There are maybe two questions going on here.
Normalizing by "replicate"
Unless there is something common among the different replicates in your experiment, I'm not sure that including the replicate term in your model as you are doing and trying to normalize is possible/reasonable. Allow me to outline a few different scenarios that would enable you to use something like a replicate term it sounds like you are thinking about.
You mention that you have 5 replicates for each of your 6 serial dilutions including control, ie. 1:1, 1:2, 1:3, 1:4, 1:5, and control.
You may have done one complete round of serial dilutions + controls and performed RNA-extraction over the course of five days: if so, adding a "replicate" term with values d1, d2, ..., d5 can make sense, and your experimental colData()

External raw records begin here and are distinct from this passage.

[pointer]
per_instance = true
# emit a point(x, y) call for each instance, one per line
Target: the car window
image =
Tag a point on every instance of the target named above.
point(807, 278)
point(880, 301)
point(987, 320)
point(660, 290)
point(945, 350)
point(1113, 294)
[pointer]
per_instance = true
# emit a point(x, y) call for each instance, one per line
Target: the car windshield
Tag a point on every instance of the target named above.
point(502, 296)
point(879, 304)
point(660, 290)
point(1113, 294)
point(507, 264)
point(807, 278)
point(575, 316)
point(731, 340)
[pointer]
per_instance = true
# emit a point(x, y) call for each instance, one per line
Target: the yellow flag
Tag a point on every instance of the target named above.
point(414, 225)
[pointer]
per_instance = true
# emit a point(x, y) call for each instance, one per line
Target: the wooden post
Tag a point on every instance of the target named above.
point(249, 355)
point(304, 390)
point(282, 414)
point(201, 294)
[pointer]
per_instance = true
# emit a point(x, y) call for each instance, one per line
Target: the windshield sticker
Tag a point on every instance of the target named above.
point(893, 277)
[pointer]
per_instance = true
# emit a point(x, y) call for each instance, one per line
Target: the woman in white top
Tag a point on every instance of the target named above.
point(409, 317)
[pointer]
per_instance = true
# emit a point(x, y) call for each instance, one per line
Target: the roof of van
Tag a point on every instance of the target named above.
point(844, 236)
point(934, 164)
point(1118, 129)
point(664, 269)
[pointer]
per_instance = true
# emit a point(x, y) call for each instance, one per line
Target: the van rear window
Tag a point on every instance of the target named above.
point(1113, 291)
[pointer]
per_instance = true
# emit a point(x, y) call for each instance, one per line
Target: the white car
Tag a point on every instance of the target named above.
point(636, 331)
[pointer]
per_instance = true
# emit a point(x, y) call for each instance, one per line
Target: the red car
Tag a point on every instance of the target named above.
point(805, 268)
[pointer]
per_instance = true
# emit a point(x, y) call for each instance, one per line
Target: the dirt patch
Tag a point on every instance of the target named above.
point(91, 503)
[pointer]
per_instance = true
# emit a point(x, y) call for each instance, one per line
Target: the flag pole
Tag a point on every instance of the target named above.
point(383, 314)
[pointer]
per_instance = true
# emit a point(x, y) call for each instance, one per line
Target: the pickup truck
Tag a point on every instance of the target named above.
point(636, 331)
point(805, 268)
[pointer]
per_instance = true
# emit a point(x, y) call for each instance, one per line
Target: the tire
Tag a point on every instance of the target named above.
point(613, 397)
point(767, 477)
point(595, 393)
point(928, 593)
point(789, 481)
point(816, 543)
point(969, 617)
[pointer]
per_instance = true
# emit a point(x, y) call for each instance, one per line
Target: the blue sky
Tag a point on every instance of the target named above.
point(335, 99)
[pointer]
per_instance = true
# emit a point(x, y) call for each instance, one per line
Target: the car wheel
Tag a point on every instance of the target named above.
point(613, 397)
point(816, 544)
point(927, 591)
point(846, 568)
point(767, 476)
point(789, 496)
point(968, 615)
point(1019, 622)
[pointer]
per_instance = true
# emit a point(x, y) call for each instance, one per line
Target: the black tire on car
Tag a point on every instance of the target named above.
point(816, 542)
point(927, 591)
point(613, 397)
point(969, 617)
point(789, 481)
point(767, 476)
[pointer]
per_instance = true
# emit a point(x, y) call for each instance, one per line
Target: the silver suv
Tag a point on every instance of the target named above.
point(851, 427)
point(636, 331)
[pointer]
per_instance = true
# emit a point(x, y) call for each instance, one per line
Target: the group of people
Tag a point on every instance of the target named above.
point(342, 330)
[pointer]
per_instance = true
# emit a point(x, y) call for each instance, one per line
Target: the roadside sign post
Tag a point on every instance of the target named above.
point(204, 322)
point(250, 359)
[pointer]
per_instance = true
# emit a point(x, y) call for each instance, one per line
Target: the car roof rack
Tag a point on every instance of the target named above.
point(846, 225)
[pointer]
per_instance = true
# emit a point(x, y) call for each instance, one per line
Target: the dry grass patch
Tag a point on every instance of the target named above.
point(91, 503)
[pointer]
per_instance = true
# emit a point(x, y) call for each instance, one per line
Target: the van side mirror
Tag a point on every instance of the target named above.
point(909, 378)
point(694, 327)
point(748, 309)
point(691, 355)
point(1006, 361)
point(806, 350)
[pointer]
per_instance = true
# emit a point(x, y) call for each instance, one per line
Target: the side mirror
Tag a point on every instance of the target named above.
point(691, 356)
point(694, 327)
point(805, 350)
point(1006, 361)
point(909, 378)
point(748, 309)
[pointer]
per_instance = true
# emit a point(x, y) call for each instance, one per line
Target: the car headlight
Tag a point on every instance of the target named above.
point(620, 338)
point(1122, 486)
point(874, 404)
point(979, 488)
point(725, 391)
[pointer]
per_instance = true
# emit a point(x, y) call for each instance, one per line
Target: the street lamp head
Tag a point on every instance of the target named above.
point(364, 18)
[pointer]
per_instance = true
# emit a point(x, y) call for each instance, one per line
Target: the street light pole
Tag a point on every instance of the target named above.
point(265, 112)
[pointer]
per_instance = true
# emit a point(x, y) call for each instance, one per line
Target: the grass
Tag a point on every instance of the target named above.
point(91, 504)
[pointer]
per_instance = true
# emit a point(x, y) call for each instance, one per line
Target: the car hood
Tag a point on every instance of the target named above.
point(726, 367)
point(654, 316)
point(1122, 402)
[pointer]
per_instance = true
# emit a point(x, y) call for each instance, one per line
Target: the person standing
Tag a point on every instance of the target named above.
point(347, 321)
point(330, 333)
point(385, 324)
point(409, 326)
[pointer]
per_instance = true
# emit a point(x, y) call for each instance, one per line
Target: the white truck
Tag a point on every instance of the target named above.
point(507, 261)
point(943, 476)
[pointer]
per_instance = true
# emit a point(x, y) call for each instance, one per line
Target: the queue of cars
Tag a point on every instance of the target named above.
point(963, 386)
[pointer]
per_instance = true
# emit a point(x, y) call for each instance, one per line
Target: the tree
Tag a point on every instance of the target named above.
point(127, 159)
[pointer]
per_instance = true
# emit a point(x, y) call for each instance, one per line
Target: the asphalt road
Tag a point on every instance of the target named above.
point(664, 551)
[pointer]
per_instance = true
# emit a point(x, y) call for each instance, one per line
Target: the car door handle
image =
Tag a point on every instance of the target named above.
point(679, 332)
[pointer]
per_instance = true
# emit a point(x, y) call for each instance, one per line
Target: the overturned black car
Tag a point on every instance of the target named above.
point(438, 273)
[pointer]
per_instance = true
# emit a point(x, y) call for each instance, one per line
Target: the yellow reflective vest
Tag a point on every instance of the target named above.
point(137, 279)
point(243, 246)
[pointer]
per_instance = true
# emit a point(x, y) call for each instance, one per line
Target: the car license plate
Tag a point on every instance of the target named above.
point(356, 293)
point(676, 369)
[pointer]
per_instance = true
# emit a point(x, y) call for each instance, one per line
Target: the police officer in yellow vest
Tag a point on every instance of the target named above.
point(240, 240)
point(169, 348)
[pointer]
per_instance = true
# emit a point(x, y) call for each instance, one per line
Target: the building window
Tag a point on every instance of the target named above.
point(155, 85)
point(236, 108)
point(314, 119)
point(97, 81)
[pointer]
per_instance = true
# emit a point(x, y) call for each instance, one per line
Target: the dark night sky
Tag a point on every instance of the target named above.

might look something like this:
dilution replicate
1:1 d1
1:2 d1
1:3 d1
1:4 d1
ctrl d1
1:1 d2
1:2 d2
...
1:5 d5
ctrl d5
Or perhaps you did full rounds of 1:1, ..., 1:5 at different times during the same day? Like, once before your first coffee, then another before your second coffee, then a third before your third coffee, then you had breakfast, then you figured "I don't have time for all this" and bypassed the whole "brewing the coffee" step and managed to fit a few more rounds of dilution and rna extraction between spoons of ground coffee you were shoveling.
dilution replicate
1:1 coffee1
1:2 coffee1
1:3 coffee1
1:4 coffee1
ctrl coffee1
1:1 coffee2
1:2 coffee2
...
1:5 spoon2
ctrl spoon2
Another scenario might have been that you prepped three rounds of dilution + control samples, then you said "jeez, I could really use a coffee" so you went ahead and drank some, after which you prepared the final two dilutions rounds and two control samples. You might encode your "replicate" covariate with BC (before coffee) and AC (after coffee):
dilution replicate
1:1 BC
1:2 BC
1:3 BC
1:4 BC
ctrl BC
1:1 BC
1:2 BC
...
1:5 AC
ctrl AC
Or, perhaps, you had 5 different people perform a full round of dilutions ... then in this case, the replicate would correspond to the "operator" who processed a complete set of samples.
Is there something along those lines you can try to control for?
Normalization against housekeeping genes
This most likely isn't going to be the way to go ...
So is our design correct? Does the design "~ replicate + condition" mean that when we do a contrast for condition "control" vs condition "treated" that the replicate differences will be normalized? I'm also a little unclear, after reading through the DEseq2 literature, and the R script explanations for design variables, what the " + " sign is telling DEseq2 to do with regards to normalization.
You should consult with a statistician to better understand what is happening.
Yes that is what the design you have does.